Australian universities have continued to dominate two major global rankings, which list the world’s best higher education institutions founded in the past half-century.
Australia once again featured more entries than any other country in the top of two world rankings, placing 17 universities in the 2020 Times Higher Education (THE) Young Universities Rankings’ top 100 and nine in the Quacquarelli Symonds (QS) 2021 World University Rankings 50 Under 50.
Released Wednesday within hours of each other, the two rankings measure and compare the performance of universities across the globe aged 50 years and under using several key indicators, including teaching, research, knowledge transfer, and international outlook.
Almost all Australian universities improved from their last year’s standings.
Queensland University of Technology (QUT) topped all Australian institutions in the THE rankings, climbing to 14th overall from 24th in 2019.
University of Technology Sydney (UTS) came in second, placing 15th overall, followed by University of Canberra at 18th, University of South Australia (UniSA) at 25th, University of Wollongong (UOW) at 26th, and James Cook University at 29th.
Griffith University (30th), Curtin University (34th), Western Sydney University (36th), and Deakin University (55th) rounded up Australia’s top 10 universities in THE’s list.
Meanwhile, UTS placed first among Australian universities at number 11 in the QS rankings, surging from 133rd in the previous edition.
UOW ranked next at 14th, followed by QUT (16th), Curtin (17th), and RMIT University (18th).
Completing the list of Australian universities in QS’ top 50 were Deakin (26th), UniSA (29th), Griffith (33rd), and Swinburne University of Technology (45th).
UniSA Vice-Chancellor Professor David Lloyd said it was rewarding to see the University not only holding its own, but also improving its position, especially an increasingly competitive field.
“These two independent rankings are the most influential for young universities around the world,” he said.
“Our success reflects the energy and dedication of the UniSA community - our academic, research and professional staff - whose commitment to delivering high quality teaching and research and striving for innovation, improvement and relevance is unwavering.”
Professor Carolyn Evans, Griffith Vice-Chancellor and President, was delighted to see the University being recognised globally, particularly in these challenging times.
“I’m pleased to see Griffith improve its standing in both THE and QS young university rankings, especially at a time when universities are facing unprecedented conditions as a result of the pandemic,” she said.
“This result demonstrates that Griffith continues to grow as a University and is highly respected by its global peers as a progressive university dedicated to learning, leadership, research and innovation.”
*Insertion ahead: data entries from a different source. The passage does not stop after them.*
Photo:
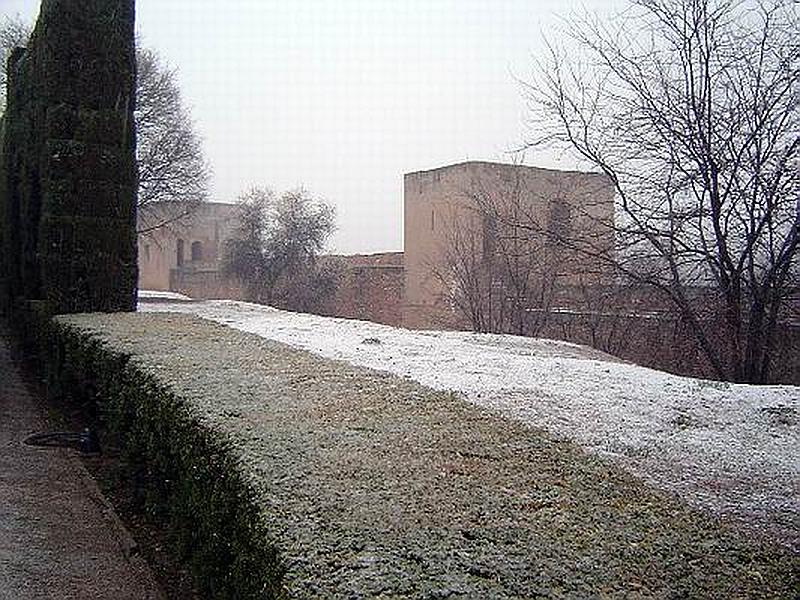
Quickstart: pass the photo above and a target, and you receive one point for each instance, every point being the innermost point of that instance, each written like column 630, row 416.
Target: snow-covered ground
column 734, row 449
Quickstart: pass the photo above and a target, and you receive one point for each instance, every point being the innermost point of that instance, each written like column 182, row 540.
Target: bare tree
column 275, row 252
column 690, row 107
column 173, row 172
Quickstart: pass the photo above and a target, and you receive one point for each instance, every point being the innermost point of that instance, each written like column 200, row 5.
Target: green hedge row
column 189, row 475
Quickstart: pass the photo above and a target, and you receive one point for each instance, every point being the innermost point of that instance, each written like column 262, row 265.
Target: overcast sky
column 345, row 96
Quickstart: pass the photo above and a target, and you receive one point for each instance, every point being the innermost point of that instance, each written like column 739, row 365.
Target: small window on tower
column 197, row 251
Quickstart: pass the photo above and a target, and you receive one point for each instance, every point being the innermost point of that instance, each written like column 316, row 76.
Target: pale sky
column 345, row 96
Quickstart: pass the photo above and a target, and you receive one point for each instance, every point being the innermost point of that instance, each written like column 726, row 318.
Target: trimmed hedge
column 286, row 474
column 189, row 474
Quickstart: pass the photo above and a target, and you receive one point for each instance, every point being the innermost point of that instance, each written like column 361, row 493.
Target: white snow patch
column 732, row 448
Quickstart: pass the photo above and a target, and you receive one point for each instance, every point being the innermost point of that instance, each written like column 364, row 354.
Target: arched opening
column 197, row 251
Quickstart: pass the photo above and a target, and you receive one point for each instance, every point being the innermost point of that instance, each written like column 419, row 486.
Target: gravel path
column 733, row 449
column 375, row 486
column 59, row 539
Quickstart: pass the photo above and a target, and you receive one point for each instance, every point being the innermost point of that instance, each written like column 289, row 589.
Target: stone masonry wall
column 68, row 173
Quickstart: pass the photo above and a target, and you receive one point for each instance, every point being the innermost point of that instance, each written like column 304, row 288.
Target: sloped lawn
column 368, row 484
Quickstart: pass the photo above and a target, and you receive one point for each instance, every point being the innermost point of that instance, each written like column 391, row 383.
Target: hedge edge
column 190, row 475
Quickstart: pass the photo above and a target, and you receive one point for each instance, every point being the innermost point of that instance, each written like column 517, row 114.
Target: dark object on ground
column 86, row 441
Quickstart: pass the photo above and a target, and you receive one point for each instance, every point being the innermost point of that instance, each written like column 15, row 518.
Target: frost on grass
column 375, row 486
column 730, row 448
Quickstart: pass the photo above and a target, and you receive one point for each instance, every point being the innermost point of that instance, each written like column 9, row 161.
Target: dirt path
column 59, row 538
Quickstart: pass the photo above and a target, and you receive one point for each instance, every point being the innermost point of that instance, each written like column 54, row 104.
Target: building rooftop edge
column 499, row 164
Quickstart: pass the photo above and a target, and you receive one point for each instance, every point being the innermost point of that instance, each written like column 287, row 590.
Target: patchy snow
column 158, row 295
column 732, row 448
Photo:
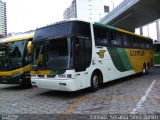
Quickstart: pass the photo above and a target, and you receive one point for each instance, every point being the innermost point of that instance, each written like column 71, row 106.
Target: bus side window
column 135, row 42
column 142, row 43
column 79, row 55
column 127, row 40
column 101, row 37
column 82, row 53
column 116, row 39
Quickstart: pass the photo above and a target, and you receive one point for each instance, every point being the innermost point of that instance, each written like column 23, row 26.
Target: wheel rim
column 95, row 81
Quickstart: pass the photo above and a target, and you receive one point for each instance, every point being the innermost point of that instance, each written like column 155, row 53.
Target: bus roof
column 18, row 37
column 120, row 30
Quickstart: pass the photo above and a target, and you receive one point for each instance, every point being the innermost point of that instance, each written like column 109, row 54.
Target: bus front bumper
column 55, row 84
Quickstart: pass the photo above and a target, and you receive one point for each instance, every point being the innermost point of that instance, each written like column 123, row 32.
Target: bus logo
column 101, row 53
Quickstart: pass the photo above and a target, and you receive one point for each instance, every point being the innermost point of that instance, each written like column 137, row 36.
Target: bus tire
column 145, row 69
column 95, row 81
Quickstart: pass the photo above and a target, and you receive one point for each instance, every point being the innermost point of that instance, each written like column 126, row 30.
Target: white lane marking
column 139, row 105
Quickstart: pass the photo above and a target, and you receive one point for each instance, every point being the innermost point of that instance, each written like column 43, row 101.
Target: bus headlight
column 65, row 76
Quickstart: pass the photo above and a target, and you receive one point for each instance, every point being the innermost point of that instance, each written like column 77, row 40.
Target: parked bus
column 15, row 59
column 73, row 55
column 157, row 54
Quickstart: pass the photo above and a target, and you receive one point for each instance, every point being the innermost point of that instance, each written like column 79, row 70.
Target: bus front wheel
column 94, row 82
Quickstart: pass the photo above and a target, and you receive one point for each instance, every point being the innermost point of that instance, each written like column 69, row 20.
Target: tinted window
column 82, row 29
column 101, row 36
column 126, row 40
column 135, row 42
column 116, row 38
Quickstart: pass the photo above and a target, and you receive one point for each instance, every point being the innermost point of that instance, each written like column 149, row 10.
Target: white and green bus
column 15, row 59
column 73, row 55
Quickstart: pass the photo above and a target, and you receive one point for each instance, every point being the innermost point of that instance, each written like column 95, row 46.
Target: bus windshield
column 52, row 54
column 11, row 55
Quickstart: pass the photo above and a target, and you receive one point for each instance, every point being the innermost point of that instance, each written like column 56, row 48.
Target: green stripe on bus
column 124, row 58
column 120, row 58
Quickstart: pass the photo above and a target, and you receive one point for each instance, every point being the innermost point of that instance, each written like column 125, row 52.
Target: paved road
column 137, row 94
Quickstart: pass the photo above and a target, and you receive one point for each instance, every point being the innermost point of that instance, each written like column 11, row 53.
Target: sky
column 24, row 15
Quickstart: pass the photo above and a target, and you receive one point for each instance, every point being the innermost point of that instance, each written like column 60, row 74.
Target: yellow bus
column 73, row 55
column 15, row 59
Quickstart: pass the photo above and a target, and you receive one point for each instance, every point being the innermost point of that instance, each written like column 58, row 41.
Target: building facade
column 90, row 10
column 3, row 19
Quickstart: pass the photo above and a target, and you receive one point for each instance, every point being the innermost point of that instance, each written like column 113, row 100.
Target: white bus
column 73, row 55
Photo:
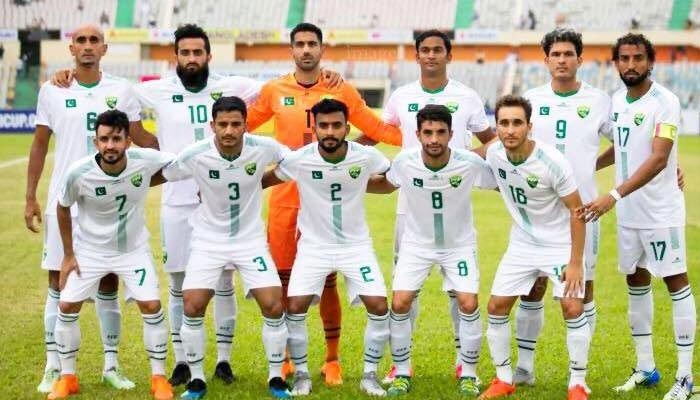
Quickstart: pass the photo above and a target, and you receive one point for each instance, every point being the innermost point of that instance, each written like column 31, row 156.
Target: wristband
column 615, row 194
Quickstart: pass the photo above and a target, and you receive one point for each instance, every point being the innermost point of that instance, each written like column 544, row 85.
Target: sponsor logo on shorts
column 355, row 171
column 136, row 179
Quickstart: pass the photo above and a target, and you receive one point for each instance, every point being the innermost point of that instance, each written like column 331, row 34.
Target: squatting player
column 538, row 187
column 332, row 177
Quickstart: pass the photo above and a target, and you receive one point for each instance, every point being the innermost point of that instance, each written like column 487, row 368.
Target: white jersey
column 532, row 192
column 183, row 118
column 573, row 123
column 468, row 115
column 439, row 210
column 659, row 203
column 111, row 218
column 70, row 113
column 231, row 191
column 332, row 195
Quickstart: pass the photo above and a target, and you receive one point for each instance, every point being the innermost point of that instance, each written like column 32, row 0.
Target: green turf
column 24, row 288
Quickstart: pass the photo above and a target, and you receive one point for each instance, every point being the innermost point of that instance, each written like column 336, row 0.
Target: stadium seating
column 387, row 14
column 55, row 14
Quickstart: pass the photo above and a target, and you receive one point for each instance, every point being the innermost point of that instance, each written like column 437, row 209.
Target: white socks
column 401, row 328
column 529, row 318
column 377, row 334
column 67, row 335
column 274, row 335
column 155, row 340
column 641, row 314
column 498, row 337
column 578, row 342
column 684, row 326
column 107, row 306
column 50, row 313
column 225, row 308
column 193, row 338
column 470, row 339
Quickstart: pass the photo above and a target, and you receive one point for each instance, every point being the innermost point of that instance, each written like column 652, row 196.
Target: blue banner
column 17, row 121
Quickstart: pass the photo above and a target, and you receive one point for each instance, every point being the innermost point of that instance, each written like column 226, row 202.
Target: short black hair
column 434, row 33
column 635, row 39
column 114, row 118
column 329, row 106
column 510, row 100
column 562, row 35
column 229, row 103
column 306, row 27
column 191, row 31
column 434, row 112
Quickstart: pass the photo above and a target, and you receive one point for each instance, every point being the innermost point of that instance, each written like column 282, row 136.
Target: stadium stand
column 387, row 14
column 55, row 14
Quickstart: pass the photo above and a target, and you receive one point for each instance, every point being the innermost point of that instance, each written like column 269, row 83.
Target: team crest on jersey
column 452, row 106
column 111, row 101
column 583, row 111
column 532, row 181
column 250, row 168
column 136, row 179
column 355, row 171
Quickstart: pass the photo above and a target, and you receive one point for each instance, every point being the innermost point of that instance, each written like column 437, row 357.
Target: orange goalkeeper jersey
column 290, row 104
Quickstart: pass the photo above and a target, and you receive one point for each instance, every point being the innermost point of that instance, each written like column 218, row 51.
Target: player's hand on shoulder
column 68, row 265
column 62, row 78
column 32, row 213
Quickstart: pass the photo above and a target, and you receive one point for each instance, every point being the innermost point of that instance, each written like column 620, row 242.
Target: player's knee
column 109, row 283
column 149, row 306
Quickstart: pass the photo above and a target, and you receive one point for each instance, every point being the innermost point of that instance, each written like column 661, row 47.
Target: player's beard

UTS Vice-Chancellor Professor Attila Brungs said maintaining a leading position in Australia in the rankings was encouragement that the University “had been on the right course over a number of years” and could tackle the substantial challenges now faced by universities and Australian society as a whole.
“Now more than ever, we need all our rich people resources working for our country’s prosperity and national wellbeing,” he said.
“Everything we do has the long-term best interests of Australia at heart and a key direction for UTS is supporting people through a lifetime of learning – something we were working towards before COVID-19 arrived and now is even more of an imperative.”
The complete list of the 2020 THE Young University Rankings and the QS 2021 World University Rankings 50 Under 50 can be viewed in their respective official websites.